Though both disgusted and intrigued by Keats's words, Crawford's mood as he walked down the hall was one of dour amusement at being ordered around a hospital by a twenty-year-old . . . but his amusement turned to incredulous horror when he started down the stairs.

A nurse was walking stiffly up the stairs, and he had raised his hand to get her attention, but when she looked up he recognized her. It was Josephine Carmody, apparently deep in her mechanical persona.

His hand paused only a moment, then went on up to scratch his scalp as if he had never intended the gesture to be a wave, and he lowered his eyes and moved to pass her. His heart was thudding hollowly, and he felt drunk with panic.

She was too close to him when she drew the pistol from under her blouse, and instead of shoving the muzzle into his ear, she only managed to slam the flesh-warmed barrel against the back of his neck. She took a step back to get a clear shot.

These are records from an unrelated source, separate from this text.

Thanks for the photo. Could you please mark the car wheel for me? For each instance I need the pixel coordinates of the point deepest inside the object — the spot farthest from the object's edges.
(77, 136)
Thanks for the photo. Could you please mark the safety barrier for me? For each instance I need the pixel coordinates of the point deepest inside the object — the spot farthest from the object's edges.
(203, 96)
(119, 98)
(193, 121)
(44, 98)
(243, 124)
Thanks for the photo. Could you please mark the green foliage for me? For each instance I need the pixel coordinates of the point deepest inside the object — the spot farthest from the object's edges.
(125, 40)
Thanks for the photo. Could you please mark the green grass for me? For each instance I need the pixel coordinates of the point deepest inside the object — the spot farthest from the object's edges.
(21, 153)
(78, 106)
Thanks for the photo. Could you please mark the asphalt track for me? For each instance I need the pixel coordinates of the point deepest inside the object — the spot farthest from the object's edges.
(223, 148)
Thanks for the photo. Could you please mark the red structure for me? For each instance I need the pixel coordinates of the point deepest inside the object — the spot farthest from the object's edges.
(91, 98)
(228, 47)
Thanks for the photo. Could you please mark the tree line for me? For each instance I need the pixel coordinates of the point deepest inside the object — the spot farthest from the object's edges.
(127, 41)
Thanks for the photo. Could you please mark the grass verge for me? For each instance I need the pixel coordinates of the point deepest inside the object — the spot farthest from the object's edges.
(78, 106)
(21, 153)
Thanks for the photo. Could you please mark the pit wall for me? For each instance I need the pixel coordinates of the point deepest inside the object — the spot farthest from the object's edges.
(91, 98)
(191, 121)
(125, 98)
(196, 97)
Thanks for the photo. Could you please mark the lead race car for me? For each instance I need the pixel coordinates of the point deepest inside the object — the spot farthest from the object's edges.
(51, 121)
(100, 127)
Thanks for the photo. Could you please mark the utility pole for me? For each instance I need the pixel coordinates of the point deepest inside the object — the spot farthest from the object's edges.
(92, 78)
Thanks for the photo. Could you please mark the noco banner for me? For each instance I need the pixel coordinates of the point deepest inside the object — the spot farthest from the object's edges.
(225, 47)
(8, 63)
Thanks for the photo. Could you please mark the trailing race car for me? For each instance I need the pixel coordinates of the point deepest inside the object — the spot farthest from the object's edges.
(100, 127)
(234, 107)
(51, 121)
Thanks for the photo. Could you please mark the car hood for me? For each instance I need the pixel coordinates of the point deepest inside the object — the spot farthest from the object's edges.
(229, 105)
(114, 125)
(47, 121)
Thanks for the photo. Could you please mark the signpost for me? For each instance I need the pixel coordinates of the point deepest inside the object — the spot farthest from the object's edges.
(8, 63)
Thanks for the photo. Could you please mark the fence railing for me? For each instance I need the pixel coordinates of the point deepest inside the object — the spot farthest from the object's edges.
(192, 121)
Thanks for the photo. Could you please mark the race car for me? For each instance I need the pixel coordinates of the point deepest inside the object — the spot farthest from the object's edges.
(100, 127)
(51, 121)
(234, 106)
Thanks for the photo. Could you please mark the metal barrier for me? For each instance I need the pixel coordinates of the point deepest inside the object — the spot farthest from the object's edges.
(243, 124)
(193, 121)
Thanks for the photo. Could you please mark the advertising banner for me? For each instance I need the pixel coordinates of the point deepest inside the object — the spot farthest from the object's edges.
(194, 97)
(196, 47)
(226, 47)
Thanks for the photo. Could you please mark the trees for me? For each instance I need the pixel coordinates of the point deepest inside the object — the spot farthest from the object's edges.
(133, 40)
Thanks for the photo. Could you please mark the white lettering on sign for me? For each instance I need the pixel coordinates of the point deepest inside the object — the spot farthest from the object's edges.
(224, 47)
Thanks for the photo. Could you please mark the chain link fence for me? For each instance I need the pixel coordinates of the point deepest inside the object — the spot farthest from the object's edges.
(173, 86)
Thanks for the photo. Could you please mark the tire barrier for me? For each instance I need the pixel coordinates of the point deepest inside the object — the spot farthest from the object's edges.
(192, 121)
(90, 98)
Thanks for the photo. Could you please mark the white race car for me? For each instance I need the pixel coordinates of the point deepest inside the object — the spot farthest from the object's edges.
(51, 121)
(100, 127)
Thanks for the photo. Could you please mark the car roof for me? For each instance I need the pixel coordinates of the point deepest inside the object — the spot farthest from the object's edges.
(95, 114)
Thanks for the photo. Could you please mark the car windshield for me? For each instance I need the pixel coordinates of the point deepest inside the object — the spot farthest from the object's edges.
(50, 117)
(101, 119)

Crawford yelled in alarm and swung his right fist hard up against her gun hand.

Breath whistled through her teeth and the pistol flew out of her grasp, but it clanked against the wall and then tumbled down three steps and Josephine dove after it.

Crawford didn't think he could get to her before she could come up with it, so he went clattering back up the stairs in a half crawl. She didn't shoot, but he could hear her clump-clumping up after him, and somehow her imperturbable clockwork stride was more terrifying than the pistol. He was whimpering as he ran back down the hall to the room in which Keats waited for him.

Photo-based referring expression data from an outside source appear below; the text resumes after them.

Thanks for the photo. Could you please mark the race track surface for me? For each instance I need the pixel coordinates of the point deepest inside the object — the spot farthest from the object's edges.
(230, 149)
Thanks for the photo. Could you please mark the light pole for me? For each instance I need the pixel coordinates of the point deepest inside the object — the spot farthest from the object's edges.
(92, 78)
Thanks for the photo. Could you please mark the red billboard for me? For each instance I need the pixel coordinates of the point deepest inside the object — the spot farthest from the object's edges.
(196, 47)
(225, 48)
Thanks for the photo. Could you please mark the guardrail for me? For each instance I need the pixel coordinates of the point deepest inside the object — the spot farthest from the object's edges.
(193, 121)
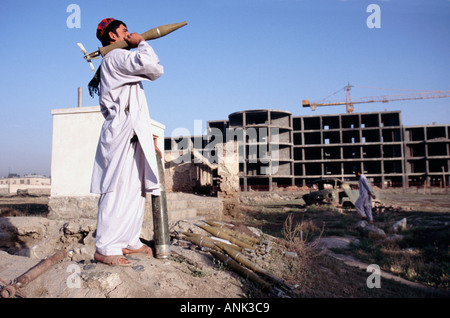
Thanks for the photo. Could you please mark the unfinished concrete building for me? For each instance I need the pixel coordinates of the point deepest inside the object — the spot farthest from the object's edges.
(277, 149)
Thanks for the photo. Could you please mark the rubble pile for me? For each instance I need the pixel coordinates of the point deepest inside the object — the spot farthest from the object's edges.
(380, 208)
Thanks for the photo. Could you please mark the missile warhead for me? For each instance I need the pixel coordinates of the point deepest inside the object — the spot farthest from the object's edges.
(148, 35)
(160, 216)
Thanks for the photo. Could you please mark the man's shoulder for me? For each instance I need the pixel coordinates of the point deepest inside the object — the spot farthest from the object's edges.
(117, 53)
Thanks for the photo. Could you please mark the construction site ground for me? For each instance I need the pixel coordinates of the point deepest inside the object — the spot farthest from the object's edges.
(322, 261)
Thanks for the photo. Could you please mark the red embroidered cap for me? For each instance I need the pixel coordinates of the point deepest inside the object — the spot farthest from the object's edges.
(102, 26)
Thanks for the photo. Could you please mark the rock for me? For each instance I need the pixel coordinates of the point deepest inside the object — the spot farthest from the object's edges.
(394, 238)
(370, 230)
(399, 225)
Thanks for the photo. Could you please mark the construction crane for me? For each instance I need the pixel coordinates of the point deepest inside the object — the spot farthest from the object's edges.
(376, 99)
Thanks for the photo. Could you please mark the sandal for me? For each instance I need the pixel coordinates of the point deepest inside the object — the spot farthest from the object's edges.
(144, 250)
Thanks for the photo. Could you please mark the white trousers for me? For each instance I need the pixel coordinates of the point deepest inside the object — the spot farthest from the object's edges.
(121, 212)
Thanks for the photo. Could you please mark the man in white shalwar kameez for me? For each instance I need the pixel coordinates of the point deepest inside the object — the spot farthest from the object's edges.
(125, 167)
(364, 202)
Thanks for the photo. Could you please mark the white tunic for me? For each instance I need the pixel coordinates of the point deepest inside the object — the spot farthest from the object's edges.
(124, 106)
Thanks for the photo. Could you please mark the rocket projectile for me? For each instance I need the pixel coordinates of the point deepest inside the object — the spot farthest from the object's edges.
(148, 35)
(160, 216)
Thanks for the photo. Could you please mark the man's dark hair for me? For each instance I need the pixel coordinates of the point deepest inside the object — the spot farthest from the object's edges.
(112, 27)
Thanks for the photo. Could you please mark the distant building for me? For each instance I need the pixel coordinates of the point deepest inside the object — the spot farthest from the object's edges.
(277, 149)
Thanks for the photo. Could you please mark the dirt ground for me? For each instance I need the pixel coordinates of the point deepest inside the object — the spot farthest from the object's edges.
(192, 272)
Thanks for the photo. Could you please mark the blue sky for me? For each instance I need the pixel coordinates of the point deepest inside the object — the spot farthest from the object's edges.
(233, 55)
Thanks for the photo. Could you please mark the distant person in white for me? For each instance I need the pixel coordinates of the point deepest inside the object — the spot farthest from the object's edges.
(364, 202)
(125, 167)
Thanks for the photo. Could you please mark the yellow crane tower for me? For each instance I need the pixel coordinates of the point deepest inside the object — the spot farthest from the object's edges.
(376, 99)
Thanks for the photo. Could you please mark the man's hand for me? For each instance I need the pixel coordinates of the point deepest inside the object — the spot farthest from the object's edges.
(134, 39)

Keats looked up in surprise when Crawford came lurching back into the windowless ward. "Did you find a-," he began.

"Quick, John," Crawford interrupted, "how can I get out of here besides by the stairs?"—but the metronomic clumping had reached the floor they were on. "Jesus!" he said shrilly, and ran back out into the hall.

Josephine was standing ten yards away, pointing the pistol straight at him. He sat down and threw an arm across his face, hoping she'd fire quickly and not take time to aim—and then something burst out of the ward doorway to his right.

The gun boomed and flashed, and he wasn't hit. He lowered his hands—

—and saw a glittering thing like a rainbow-colored serpent curling its heavy, scaled body in the air between him and Josephine; he was dazedly trying to make out whether it had wings that were beating too fast to see, like a hummingbird, or was hanging from some kind of spiderweb, when it simply disappeared.

The hallway's stale air shook, and Crawford shivered in a sudden impossibly icy draft.

Josephine was staring wide-eyed at the space where the thing had been, and when she turned and ran back to the stairs it was with an animal grace that was the very opposite of her mechanical pose.